Jamaah tidak berdiri di atas mazhab tertentu, namun ia terbuka untuk yang lain sesuai dengan pemahaman Islam yang komprehensif dan mengajak kepadanya, dan mengajak untuk bekerjasama untuk mengembalikan kemulian umat Islam dan mewujudkan tujuan-tujuan Islam seluruhnya.
Hujjah
Jamaah dan prinsip-prinsipnya merupakan hujjah bagi kader-kader dakwah, dan bukan kader yang menjadi hujjah baginya.
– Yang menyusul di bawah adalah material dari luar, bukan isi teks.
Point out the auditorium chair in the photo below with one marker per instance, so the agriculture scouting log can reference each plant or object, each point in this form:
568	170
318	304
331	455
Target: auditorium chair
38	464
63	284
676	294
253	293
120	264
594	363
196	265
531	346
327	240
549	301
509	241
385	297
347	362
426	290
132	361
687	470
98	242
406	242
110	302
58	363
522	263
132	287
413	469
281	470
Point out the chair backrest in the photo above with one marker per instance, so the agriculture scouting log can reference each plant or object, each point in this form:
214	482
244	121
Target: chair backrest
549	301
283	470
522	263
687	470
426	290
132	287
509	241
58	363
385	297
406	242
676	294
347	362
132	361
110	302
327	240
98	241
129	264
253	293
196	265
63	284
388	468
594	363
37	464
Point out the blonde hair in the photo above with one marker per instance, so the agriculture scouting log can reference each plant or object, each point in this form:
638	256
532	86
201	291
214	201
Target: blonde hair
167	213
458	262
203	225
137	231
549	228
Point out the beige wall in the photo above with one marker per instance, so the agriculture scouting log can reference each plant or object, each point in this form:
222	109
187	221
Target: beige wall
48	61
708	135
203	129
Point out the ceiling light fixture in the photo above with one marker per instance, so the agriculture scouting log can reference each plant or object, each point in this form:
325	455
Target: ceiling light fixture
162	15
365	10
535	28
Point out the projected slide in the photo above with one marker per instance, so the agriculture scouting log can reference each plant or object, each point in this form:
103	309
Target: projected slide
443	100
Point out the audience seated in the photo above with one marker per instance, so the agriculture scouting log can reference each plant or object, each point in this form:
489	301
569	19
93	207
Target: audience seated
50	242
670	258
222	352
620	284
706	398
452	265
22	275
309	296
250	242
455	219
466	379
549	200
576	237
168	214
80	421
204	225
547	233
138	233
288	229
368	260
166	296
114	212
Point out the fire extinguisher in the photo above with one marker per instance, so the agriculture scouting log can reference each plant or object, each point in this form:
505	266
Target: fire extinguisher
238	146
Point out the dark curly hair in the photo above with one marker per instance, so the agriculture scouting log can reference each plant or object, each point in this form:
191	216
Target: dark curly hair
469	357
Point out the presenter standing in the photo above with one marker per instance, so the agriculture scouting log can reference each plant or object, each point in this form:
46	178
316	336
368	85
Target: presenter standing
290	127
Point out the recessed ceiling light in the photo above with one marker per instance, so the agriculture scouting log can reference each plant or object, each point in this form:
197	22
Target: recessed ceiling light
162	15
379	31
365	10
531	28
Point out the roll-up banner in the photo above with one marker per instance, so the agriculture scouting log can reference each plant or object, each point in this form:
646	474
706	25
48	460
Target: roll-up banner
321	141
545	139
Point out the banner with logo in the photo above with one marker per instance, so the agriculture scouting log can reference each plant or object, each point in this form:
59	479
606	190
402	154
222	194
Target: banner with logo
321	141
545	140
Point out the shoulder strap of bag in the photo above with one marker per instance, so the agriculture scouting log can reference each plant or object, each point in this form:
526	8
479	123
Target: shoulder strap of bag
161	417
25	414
Sejauhmana sesesorang mengambil dan menerapkan nilai-nilai dakwah dan tarbiyah, serta ketaatannya terhadap prinsip-prinsip dakwah, maka sebesar itu pula ia berperan sebagai representasi dakwah ini, walaupun ia sebagai prajurit dakwah yang berada di akhir barisan.
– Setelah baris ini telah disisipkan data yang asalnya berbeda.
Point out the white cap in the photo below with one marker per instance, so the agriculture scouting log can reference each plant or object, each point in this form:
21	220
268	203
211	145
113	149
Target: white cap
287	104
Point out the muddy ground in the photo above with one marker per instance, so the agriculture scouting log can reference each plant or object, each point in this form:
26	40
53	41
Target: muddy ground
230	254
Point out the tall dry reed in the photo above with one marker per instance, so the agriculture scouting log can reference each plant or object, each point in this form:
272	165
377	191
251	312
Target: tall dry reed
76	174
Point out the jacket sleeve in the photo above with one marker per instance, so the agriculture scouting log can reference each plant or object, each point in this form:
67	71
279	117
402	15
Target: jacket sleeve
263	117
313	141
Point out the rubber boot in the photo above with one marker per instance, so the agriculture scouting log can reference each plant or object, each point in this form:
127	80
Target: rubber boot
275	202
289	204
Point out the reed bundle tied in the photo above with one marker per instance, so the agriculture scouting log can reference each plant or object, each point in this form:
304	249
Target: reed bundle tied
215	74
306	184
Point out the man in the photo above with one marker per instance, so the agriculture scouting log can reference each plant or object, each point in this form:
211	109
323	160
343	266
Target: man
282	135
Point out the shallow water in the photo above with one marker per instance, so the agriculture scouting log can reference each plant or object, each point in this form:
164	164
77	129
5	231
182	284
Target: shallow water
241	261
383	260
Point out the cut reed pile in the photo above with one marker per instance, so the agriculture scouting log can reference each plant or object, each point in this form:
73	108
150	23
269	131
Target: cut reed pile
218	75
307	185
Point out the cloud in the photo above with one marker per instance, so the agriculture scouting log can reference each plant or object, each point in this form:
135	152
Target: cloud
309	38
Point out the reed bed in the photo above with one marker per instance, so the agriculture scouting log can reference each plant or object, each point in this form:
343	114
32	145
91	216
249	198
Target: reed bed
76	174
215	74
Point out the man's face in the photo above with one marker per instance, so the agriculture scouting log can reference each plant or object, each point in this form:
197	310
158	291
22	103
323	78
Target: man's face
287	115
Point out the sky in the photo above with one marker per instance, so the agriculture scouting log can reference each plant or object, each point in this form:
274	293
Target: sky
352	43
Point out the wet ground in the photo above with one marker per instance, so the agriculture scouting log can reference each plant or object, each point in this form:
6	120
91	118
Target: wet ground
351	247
Imam Syahid berkata, Ada beberapa orang yang ada di barisan kami, namun sesungguhnya ia tidak bersama kami, dan ada beberapa orang yang tidak berada di barisan kami, namun ia bersama kami.”
Beliau juga berkata tentang kewajiban dakwah dan ajaran-ajarannya:
“Cengkeramlah dengan sungguh-sungguh bimbingan-bimbingan ini. Jika tidak maka dalam barisan orang-orang yang duduk dan para pemalas masih terdapat kursi-kursi yang kosong.”
“Saya yakin, jika engkau mengetahuinya dengan baik dan engkau menjadikannya sebagai cita-cita dan orientasi hidupmu, maka balasanmu adalah kehormatan hidup di dunia dan kebajikan serta ridha di akhirat. Engkau bagian dari kami dan kami bagian dari dirimu. Jika engkau berpaling darinya lalu duduk-duduk santai saja, maka tiada lagi hubungan antara kita. Jika engkau seseorang yang biasa berada di depan majelis kita, di pundakmu tertempel gelar-gelar mentereng, dan kau tampak begitu menonjol di antara kita, maka dudukmu akan dihisab Allah dengan seberat-beratnya hisab.”
Jadi yang merepresentasikan jamaah dan menyampaikan sikap-sikapnya secara langsung, adalah qiyadah (pemimpin) tertinggi, yang disebut Mursyid ‘am, atau siapa yang dipercayakan sebagai juru bicara atas nama jamaah dan menyampaikan pandangan-pandangannya. Adapun individu dalam jamaah dakwah dan siapa saja yang bergabung dengan jamaah ini, -dengan tetap berada dalam satu kesatuan dan ideologi yang sama-, maka setiap orang berhak memiliki pandangan, ijtihad, dan interpretasi dalam pemikiran dan dakwah Islam, selama tidak keluar dari batasa-batasan syariat, prinsip dan sikap-sikap jamaah.